LINQ GroupBy confusion

LINQ GroupBy confusion - c#

I have
var result = (from rev in Revisions
join usr in Users on rev.UserID equals usr.ID
join clc in ChangedLinesCounts on rev.Revision equals clc.Revision
select new {rev.Revision,
rev.Date, usr.UserName, usr.ID, clc.LinesCount}).Take(6);
I make a couple of joins on different tables, not relevant for this question what keys are, but at the end of this query my result "table" contains
{Revision, Date, UserName, ID, LinesCount}
Now I execute e GroupBy in order to calculate a total lines count per user.
So..
from row in result group row by row.ID into g {1}
select new {
g.Key,
totalCount = g.Sum(count=>count.LinesCount)
};
So I get a Key=ID, and totalCount=Sum, but
Confusion
I would like to have also other fields in final result.
In my understanding "table" after {1} grouping query consist of
{Revision, Date, UserName, ID, LinesCount, TotalCount}
If my assumption is correct, why I can not do something like this:
from row in result group row by row.ID into g {1}
select new {
g.Key,
g.Revision //Revision doesn't exist ! Why ??
totalCount = g.Sum(count=>count.LinesCount)
};
but
from row in result group row by row.ID into g {1}
select new {
g.Key,
Revision = g.Select(x=>x.Revision), //Works !
totalCount = g.Sum(count=>count.LinesCount)
};
Works !, but imo, sucks, cause I execute another Select.
Infact looking on LinqPad SQL output I get 2 SQL queries.
Question
Is there any elegant and optimal way to do this, or I always need to run Select
on groupped data, in order to be able to access the fields, that exists ?

The problem is, that you only group by ID - if you'd do that in SQL, you couldn't access the other fields either...
To have the other fields as well, you have to include them in you group clause:
from row in result group row by new { row.ID, row.Revision } into g
select new {
g.Key.ID,
g.Key.Revision
totalCount = g.Sum(count=>count.LinesCount)
};

The problem here is your output logically looks something like this:
Key = 1
Id = 1, Revision = 3587, UserName = Bob, LinesCount = 34, TotalCount = 45
Id = 1, Revision = 3588, UserName = Joe, LinesCount = 64, TotalCount = 54
Id = 1, Revision = 3589, UserName = Jim, LinesCount = 37, TotalCount = 26
Key = 2
Id = 2, Revision = 3587, UserName = Bob, LinesCount = 34, TotalCount = 45
Id = 2, Revision = 3588, UserName = Joe, LinesCount = 64, TotalCount = 54
Id = 2, Revision = 3589, UserName = Jim, LinesCount = 37, TotalCount = 26
Much like if you were to perform a an SQL GROUP BY, an value is either part of the key and thus unique per group, or is in the details and thus is repeated multiple times and possibly different for each row.
Now, logically, it might be that Revision and UserName are unique for each Id but Linq has no way to know that (the same as SQL has no way to know that).
To solve this you'll need to some how specify which revision you want.
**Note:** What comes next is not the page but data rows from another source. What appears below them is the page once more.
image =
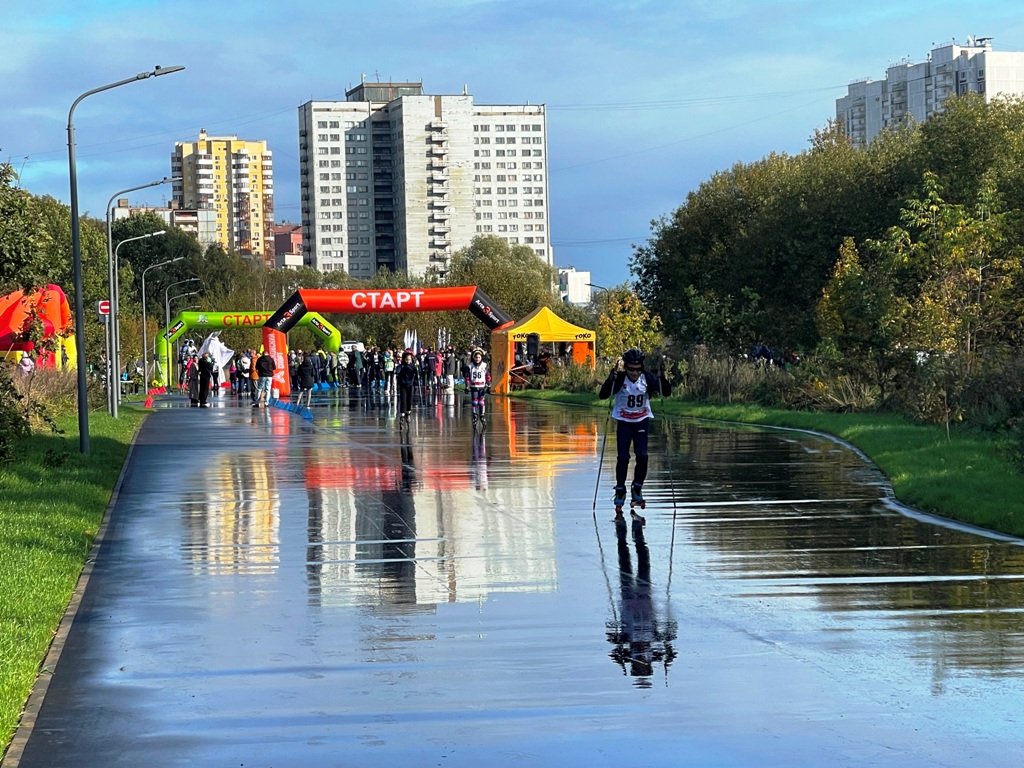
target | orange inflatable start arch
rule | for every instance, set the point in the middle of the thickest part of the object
(366, 302)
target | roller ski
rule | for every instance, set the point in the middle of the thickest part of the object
(620, 501)
(637, 500)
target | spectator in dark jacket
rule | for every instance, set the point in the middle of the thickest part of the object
(305, 378)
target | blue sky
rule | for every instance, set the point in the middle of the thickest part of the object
(645, 99)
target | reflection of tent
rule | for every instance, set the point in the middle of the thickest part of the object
(551, 329)
(50, 305)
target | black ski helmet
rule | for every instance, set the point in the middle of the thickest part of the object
(633, 356)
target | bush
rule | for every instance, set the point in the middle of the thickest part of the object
(13, 422)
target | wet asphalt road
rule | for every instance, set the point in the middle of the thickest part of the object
(279, 592)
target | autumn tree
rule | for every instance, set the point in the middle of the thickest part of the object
(624, 322)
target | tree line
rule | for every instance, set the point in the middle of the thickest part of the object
(896, 266)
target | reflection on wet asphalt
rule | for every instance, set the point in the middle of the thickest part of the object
(279, 592)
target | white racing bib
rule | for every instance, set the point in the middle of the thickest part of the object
(632, 402)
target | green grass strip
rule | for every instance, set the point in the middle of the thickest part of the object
(966, 478)
(52, 500)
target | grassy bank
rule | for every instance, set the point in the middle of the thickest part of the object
(51, 503)
(966, 478)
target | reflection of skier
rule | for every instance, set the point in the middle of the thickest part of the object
(639, 639)
(408, 464)
(479, 462)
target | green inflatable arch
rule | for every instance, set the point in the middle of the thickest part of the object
(328, 335)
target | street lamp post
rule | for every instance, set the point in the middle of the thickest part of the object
(145, 366)
(114, 278)
(167, 310)
(76, 249)
(114, 352)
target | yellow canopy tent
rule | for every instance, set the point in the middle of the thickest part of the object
(552, 330)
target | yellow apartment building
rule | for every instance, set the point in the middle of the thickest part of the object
(235, 178)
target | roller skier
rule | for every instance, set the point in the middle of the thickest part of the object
(631, 387)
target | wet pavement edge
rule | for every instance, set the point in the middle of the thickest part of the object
(12, 757)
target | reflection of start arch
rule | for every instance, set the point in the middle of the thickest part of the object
(328, 335)
(369, 301)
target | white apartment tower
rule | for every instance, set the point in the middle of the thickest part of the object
(395, 178)
(920, 90)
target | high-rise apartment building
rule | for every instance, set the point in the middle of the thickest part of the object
(396, 178)
(920, 90)
(235, 178)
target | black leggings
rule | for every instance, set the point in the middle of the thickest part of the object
(635, 432)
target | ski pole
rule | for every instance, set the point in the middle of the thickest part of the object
(600, 464)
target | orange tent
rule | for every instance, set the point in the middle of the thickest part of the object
(552, 330)
(50, 305)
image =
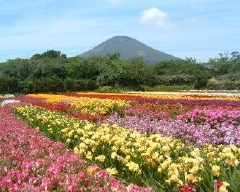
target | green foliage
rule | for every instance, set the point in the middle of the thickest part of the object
(52, 71)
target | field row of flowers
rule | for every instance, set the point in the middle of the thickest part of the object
(163, 162)
(169, 142)
(32, 162)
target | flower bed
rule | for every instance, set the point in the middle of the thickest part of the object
(32, 162)
(170, 142)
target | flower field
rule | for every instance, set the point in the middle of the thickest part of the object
(121, 142)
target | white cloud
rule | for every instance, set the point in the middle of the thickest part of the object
(154, 16)
(115, 1)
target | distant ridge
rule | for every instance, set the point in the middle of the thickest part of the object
(129, 48)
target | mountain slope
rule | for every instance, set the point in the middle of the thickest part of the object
(129, 48)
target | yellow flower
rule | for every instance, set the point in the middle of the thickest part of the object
(216, 170)
(223, 188)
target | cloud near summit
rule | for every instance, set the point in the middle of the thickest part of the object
(154, 16)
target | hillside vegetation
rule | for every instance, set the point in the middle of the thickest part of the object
(52, 71)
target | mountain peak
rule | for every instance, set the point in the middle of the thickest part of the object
(129, 48)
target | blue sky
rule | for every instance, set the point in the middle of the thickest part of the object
(200, 29)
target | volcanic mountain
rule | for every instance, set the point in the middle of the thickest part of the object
(129, 48)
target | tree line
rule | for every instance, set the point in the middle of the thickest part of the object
(53, 71)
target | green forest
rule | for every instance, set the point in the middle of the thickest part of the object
(52, 71)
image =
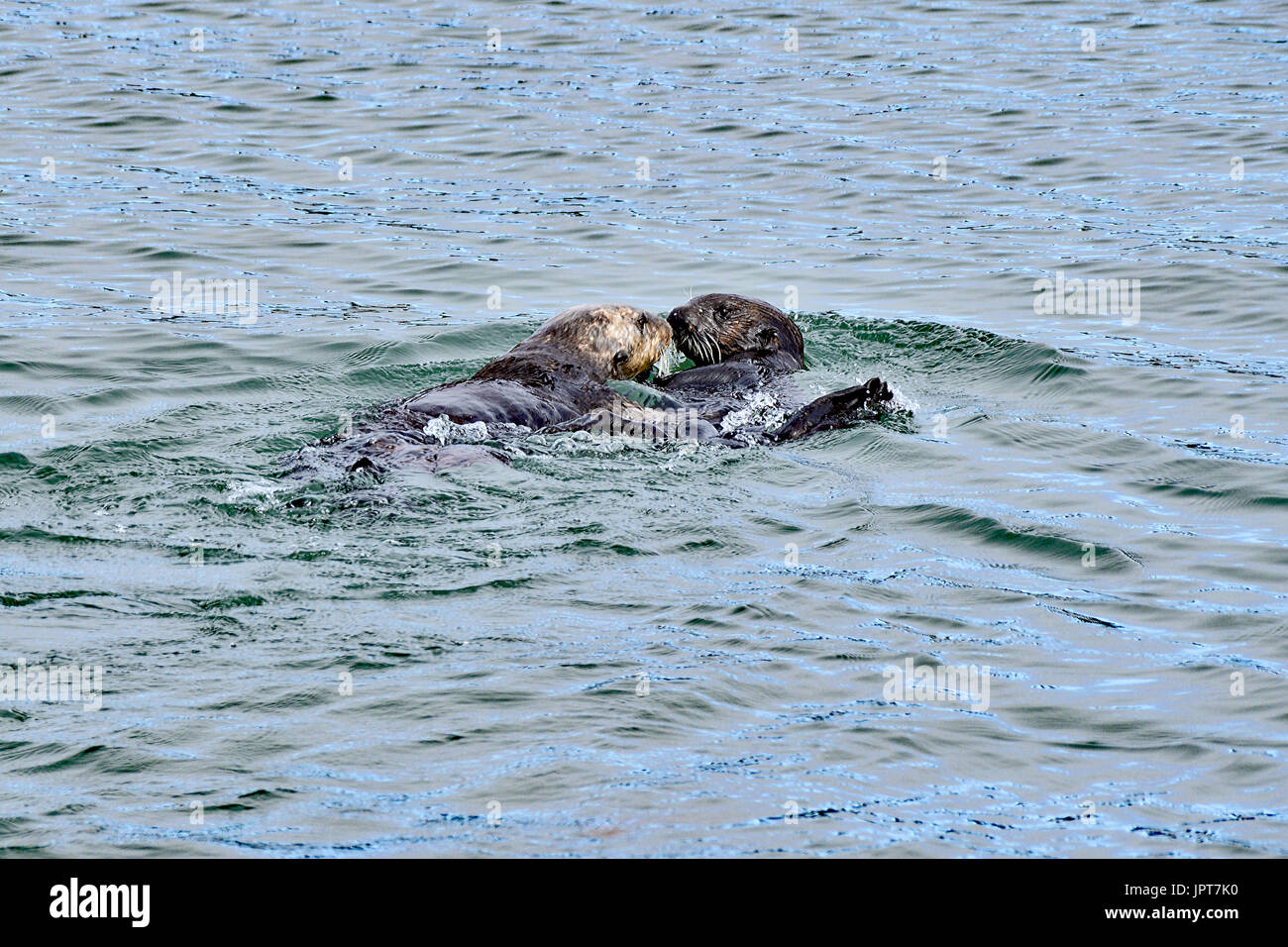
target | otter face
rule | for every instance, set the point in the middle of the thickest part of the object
(618, 342)
(719, 326)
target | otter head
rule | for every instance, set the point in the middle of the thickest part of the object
(719, 326)
(616, 342)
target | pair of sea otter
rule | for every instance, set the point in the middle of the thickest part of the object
(557, 380)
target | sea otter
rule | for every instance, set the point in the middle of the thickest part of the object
(553, 380)
(742, 347)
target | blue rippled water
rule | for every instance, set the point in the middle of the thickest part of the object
(625, 648)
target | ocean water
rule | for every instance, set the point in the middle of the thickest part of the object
(626, 648)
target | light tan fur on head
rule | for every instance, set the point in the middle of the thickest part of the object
(618, 342)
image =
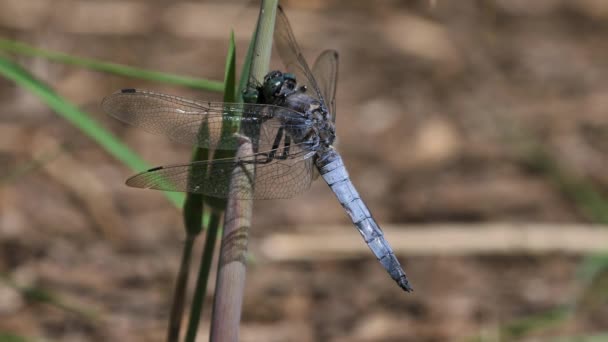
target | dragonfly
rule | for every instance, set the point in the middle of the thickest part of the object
(291, 129)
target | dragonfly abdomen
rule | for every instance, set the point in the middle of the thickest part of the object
(332, 169)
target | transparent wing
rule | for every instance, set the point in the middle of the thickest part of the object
(292, 57)
(325, 72)
(275, 179)
(181, 119)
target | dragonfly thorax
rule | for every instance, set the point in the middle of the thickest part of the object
(281, 89)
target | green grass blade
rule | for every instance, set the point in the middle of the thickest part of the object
(198, 299)
(111, 68)
(246, 72)
(218, 205)
(79, 119)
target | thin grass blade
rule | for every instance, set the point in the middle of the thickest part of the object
(111, 68)
(110, 143)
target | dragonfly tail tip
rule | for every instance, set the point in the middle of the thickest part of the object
(404, 284)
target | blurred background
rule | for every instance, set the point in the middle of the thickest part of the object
(476, 131)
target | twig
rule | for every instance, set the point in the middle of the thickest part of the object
(232, 269)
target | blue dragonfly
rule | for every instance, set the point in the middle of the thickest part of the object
(291, 130)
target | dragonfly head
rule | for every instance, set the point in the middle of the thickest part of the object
(278, 85)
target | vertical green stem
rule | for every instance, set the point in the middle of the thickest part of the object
(230, 285)
(203, 275)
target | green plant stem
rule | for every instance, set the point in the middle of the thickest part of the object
(203, 276)
(230, 285)
(111, 68)
(179, 295)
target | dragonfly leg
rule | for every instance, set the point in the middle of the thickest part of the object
(286, 147)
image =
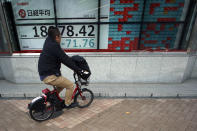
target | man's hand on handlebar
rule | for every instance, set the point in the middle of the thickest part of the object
(84, 74)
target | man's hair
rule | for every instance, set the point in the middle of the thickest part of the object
(53, 32)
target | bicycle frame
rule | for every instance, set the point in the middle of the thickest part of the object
(78, 88)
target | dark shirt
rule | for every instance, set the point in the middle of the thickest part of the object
(51, 58)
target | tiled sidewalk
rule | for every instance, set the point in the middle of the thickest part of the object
(107, 115)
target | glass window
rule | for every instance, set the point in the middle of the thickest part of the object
(32, 19)
(4, 47)
(102, 25)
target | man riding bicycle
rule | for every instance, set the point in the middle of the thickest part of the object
(50, 63)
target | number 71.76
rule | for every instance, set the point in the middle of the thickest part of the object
(85, 43)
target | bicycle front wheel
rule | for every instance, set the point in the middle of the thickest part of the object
(42, 112)
(84, 98)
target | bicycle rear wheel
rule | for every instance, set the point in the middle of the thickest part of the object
(85, 98)
(41, 112)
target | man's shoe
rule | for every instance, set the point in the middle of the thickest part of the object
(72, 105)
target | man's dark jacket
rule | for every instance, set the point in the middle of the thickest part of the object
(51, 58)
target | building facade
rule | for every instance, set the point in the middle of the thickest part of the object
(132, 41)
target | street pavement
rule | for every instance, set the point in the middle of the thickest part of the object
(131, 114)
For instance:
Revision = g.FirstOrDefault(x => x.Revision)
To avoid the multiple SQL problem you would need to use an aggregate function that can be translated in to SQL since most SQL dialects do not have a first operator (the result set is considered unordered so technically no item is "first").
Revision = g.Min(x => x.Revision)
Revision = g.Max(x => x.Revision)
Unfortunately Linq does not have a min/max operator for strings, so although the SQL might support this, Linq does not.
In this case you can produce an intermediate result set for the Id and totals, then join this back to the original set to get the details, eg:
from d in items
join t in (
from t in items
group by t.Id into g
select new { Id = g.Key, Total = g.Sum(x => x.LineCount) }
) on d.Id equals t.Id
select new { Id = d.Id, Revision = d.Revision, Total = t.Total }

Revision doesn't exist in your second example because it's not a member of IGrouping<T>, in IGrouping<T> you have a Key property, and it's also an IEnumerable<T> for all the rows grouped together. Thus each of those rows has a Revision, but there is no Revision for the grouping itself.
If the Revision will be the same for all rows with the same ID, you could use FirstOrDefault() so that the select nets at most one answer:
from row in result group row by row.ID into g {1}
select new {
g.Key,
Revision = g.Select(x=>x.Revision).FirstOrDefault(),
totalCount = g.Sum(count=>count.LinesCount)
};
If the Revision is not unique per ID, though, you'd want to use an anonymous type as #Tobias suggests for the grouping, then you will get a grouping based on ID and Revision.

Related

SQL to LINQ duplicated group count

I am converting a SQL result to LINQ.
The SQL is simple:
select NAME, DESC, count(*) total from dbo.TBL_ITEM_BY_PROVIDER p
inner join dbo.TBL_TYPE_PROVIDER tp on tp.id = p.provider_id
group by NAME, DESC SORT_ORDER
order by SORT_ORDER
The output is simple:
NAME DESC Count(*)
CSD Census and Statistics 5
LandsD Lands Department 52
PlandD Planning Department 29
My LINQ:
from p in data.TBL_ITEM_BY_PROVIDERs
join tp in data.TBL_TYPE_PROVIDERs on p.PROVIDER_ID equals tp.ID
group new { p, tp } by new { tp.NAME, tp.DESC } into provider
orderby (provider.Key.NAME)
select new {
provider.Key.NAME,
provider.Key.DESC,
count = (from pp in provider select pp.tp.NAME.ToList().Count())
};
and the output is a duplicated count array: [5,5,5,5,5]
0:{NAME: "CSD", DESC: "Census and Statistics", count: [5, 5, 5, 5, 5]}
1:{NAME: "LandsD", DESC: "Lands Department", count: [52, 52, 52, 52...]}
2:{NAME: "PlandD", DESC: "Planning Department", count: [29, 29, 29, 29...]}
How to properly write a group statement like SQL?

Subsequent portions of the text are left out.